Error 2: Billing ML106 as a Non-Medical-Legal Provider
Qualified Medical Evaluators (QME) are appointed by the state to examine patients for the purpose of dispute resolution. Agreed Medical Evaluators (AME) are physicians agreed upon by both the claims administrator and the injured worker’s attorney for the same purpose.
Only QME and AME may perform comprehensive medical-legal evaluations. Therefore, only a QME or AME can perform a supplemental report billed with ML106. Providers who are neither QME nor AME may not use medical-legal billing codes, ever, for any reason.*
Non-medical-legal providers may not use ML106 to bill for any kind of reports, even those relevant to a dispute. When a non-medical-legal evaluator submits a bill containing medical-legal billing codes, this is non-compliant, potentially fraudulent, and can carry serious consequences.

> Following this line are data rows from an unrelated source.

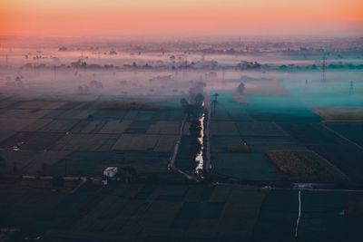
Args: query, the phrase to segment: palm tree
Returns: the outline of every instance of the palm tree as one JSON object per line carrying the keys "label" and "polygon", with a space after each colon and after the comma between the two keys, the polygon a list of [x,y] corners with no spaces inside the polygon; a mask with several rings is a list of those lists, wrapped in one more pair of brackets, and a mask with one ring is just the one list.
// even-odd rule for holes
{"label": "palm tree", "polygon": [[213,100],[213,112],[215,112],[215,106],[218,103],[217,98],[220,94],[218,94],[217,92],[213,94],[214,100]]}

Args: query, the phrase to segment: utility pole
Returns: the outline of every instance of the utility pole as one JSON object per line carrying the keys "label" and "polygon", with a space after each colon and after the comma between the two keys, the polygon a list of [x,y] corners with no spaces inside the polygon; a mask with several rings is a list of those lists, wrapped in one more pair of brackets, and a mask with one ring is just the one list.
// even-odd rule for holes
{"label": "utility pole", "polygon": [[321,60],[321,82],[325,82],[325,70],[327,67],[327,56],[325,53],[323,53],[323,58]]}
{"label": "utility pole", "polygon": [[350,80],[350,87],[349,87],[349,94],[353,94],[354,92],[354,82]]}

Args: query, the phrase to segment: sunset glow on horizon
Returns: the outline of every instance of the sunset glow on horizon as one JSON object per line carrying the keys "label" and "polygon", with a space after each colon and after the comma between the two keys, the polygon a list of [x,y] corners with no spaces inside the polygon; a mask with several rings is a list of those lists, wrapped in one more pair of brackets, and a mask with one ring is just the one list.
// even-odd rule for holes
{"label": "sunset glow on horizon", "polygon": [[0,5],[1,34],[314,33],[334,30],[334,23],[338,31],[351,30],[361,21],[361,0],[3,0]]}

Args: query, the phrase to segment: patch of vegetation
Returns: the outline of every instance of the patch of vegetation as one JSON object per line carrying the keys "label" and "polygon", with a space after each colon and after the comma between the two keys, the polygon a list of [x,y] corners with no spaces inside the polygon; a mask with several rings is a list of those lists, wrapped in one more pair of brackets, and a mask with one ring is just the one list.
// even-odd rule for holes
{"label": "patch of vegetation", "polygon": [[101,109],[103,110],[141,110],[141,111],[153,111],[158,107],[146,104],[142,101],[126,101],[126,100],[113,100],[104,102]]}
{"label": "patch of vegetation", "polygon": [[230,144],[227,146],[229,152],[250,153],[250,149],[247,144]]}
{"label": "patch of vegetation", "polygon": [[296,182],[345,182],[348,177],[312,150],[270,150],[268,157]]}

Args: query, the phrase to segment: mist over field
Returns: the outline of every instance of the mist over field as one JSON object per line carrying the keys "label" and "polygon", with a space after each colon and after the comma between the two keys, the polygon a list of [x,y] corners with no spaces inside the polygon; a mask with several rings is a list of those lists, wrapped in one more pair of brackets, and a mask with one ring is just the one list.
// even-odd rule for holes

Error 3: Billing ML106 for review of information already provided
§ 9795(c) describes the seven services for which a medical-legal provider may bill. For supplemental medical-legal evaluations, the description is very clear regarding when not to apply ML106 (emphasis ours):
Fees will not be allowed under this section for supplemental reports following the physician's review of (A) information which was available in the physician's office for review or was included in the medical record provided to the physician prior to preparing the initial report...
The time spent studying reports already available prior to the initial evaluation is not separately billable under ML106. Rather, such review is part of the initial or follow-up medical-legal examination itself, and should be included in the evaluation bill.

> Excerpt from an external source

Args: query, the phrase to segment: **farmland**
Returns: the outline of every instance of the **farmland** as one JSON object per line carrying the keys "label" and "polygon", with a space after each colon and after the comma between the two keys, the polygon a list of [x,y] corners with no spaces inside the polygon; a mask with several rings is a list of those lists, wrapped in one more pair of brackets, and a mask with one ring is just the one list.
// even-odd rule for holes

Error 4. Billing ML106 for review of diagnostic tests ordered at the initial evaluation
§ 9795(c) goes on to explain that ML106 does not apply to reviewing:
...(B) the results of laboratory or diagnostic tests which were ordered by the physician as part of the initial evaluation.
This remains true even if the evaluator reviews laboratory reports, images, or other diagnostic results at a later date. All diagnostic information that stems from the initial evaluation is, for billing purposes, part of the initial evaluation.

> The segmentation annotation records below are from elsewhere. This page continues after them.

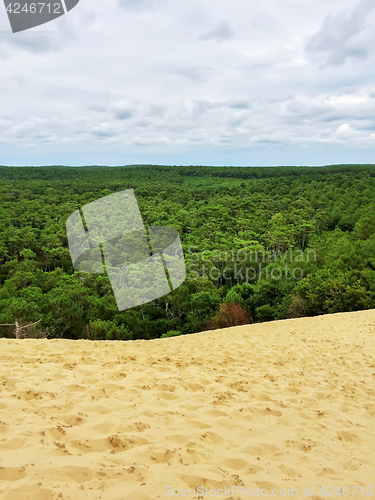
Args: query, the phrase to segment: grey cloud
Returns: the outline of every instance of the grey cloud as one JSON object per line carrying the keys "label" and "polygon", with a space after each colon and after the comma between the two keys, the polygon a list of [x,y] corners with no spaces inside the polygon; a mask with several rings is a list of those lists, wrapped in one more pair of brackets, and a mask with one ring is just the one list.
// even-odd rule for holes
{"label": "grey cloud", "polygon": [[225,42],[234,37],[234,31],[228,21],[222,21],[216,28],[203,33],[198,38],[199,40],[214,40],[215,42]]}
{"label": "grey cloud", "polygon": [[111,110],[118,120],[127,120],[133,116],[133,110],[127,102],[120,101],[111,105]]}
{"label": "grey cloud", "polygon": [[162,0],[119,0],[119,5],[123,9],[131,12],[144,12],[153,10],[155,4],[160,3]]}
{"label": "grey cloud", "polygon": [[212,68],[208,66],[190,66],[189,68],[177,68],[174,72],[195,82],[205,82],[212,71]]}
{"label": "grey cloud", "polygon": [[305,50],[328,66],[341,66],[348,59],[366,59],[369,47],[355,38],[366,29],[368,15],[374,7],[373,0],[360,0],[351,12],[326,17],[320,30],[307,42]]}

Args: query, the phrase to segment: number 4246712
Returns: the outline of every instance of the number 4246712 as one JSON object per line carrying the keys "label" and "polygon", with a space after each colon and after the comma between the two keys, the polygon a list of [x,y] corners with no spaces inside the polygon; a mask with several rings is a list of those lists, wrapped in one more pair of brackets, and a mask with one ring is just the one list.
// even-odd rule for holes
{"label": "number 4246712", "polygon": [[21,8],[19,3],[10,3],[7,6],[7,12],[11,14],[20,14],[21,12],[30,14],[41,14],[43,10],[48,12],[48,14],[61,14],[61,4],[60,3],[31,3],[29,5],[24,5]]}

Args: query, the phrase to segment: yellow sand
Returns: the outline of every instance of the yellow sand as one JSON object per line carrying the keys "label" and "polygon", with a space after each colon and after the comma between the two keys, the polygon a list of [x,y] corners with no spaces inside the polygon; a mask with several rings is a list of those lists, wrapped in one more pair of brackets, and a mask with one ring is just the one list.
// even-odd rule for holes
{"label": "yellow sand", "polygon": [[371,498],[374,344],[375,310],[155,341],[1,339],[0,498]]}

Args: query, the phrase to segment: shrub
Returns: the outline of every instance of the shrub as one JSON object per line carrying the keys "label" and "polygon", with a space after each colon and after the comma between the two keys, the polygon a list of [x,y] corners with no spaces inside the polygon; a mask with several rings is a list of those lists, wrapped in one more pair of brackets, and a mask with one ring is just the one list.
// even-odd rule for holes
{"label": "shrub", "polygon": [[217,330],[218,328],[228,328],[230,326],[248,325],[252,322],[252,318],[239,304],[234,302],[225,302],[220,304],[219,313],[208,322],[206,330]]}

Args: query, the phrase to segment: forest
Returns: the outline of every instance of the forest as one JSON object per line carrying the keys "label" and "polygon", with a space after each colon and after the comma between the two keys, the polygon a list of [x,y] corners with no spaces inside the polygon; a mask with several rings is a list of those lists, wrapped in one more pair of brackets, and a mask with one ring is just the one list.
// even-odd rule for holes
{"label": "forest", "polygon": [[[186,279],[119,311],[77,272],[66,221],[133,188],[146,226],[180,235]],[[155,339],[375,308],[375,165],[0,167],[0,337]],[[40,320],[40,321],[39,321]]]}

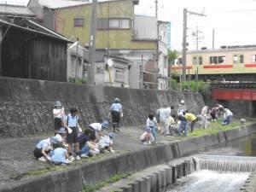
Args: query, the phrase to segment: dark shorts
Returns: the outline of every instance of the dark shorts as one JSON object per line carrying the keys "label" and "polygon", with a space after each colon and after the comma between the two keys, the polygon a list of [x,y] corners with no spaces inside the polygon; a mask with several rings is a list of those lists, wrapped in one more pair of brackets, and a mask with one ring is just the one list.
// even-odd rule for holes
{"label": "dark shorts", "polygon": [[35,149],[34,149],[34,156],[37,159],[38,159],[40,157],[43,157],[44,154],[42,154],[42,148],[35,148]]}
{"label": "dark shorts", "polygon": [[58,131],[62,126],[61,118],[55,118],[55,130]]}
{"label": "dark shorts", "polygon": [[[49,151],[45,151],[46,154],[49,154]],[[35,148],[34,149],[34,156],[35,158],[38,159],[40,157],[43,157],[44,154],[42,154],[42,148]]]}
{"label": "dark shorts", "polygon": [[78,143],[78,131],[77,131],[77,127],[70,127],[72,129],[72,133],[67,133],[67,143],[69,144]]}
{"label": "dark shorts", "polygon": [[120,113],[117,111],[112,111],[112,122],[113,123],[119,123],[120,122]]}
{"label": "dark shorts", "polygon": [[90,125],[86,129],[90,130],[90,137],[91,138],[96,138],[96,131],[95,131],[95,130],[91,126],[90,126]]}

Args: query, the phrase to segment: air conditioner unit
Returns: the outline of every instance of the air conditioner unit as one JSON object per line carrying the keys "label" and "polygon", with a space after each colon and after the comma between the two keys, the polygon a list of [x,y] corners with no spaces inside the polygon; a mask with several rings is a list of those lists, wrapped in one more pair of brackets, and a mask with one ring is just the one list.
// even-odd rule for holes
{"label": "air conditioner unit", "polygon": [[132,30],[132,37],[133,37],[133,38],[136,38],[137,35],[137,29],[133,29],[133,30]]}

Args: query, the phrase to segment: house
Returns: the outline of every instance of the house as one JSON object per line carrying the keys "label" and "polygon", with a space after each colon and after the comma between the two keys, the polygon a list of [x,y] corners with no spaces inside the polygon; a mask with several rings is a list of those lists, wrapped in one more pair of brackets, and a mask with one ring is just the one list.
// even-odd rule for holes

For example, if an evaluator orders an X-ray during the initial evaluation, but reads the X-ray days later, that reading is not a supplemental evaluation. As far as the regulation is concerned, reading the X-ray is simply a continuation of the initial visit.
This remains true no matter how much time passes between the initial evaluation and receipt of the diagnostic information.
When a medical-legal evaluator orders diagnostic testing during the initial evaluation, the evaluator must include the results of that testing in the original report for the initial evaluation. If necessary, an evaluator may request an extension on filing the report when waiting for diagnostic results. But under no circumstances is information obtained from the initial evaluation reported or billed for separately.
Staying compliant with medical-legal billing regulations can be challenging, given the sheer complexity of the regulatory codes. However, it’s vital to be on the right side of the rules in order to obtain correct reimbursement.
*While the regulations refer to the right of Primary Treating Physicians to conduct medical-legal examinations, DaisyBill has confirmed with the DWC Administrative Director that the regulations are in error. PTP’s may not conduct medical-legal exams, nor bill therefor.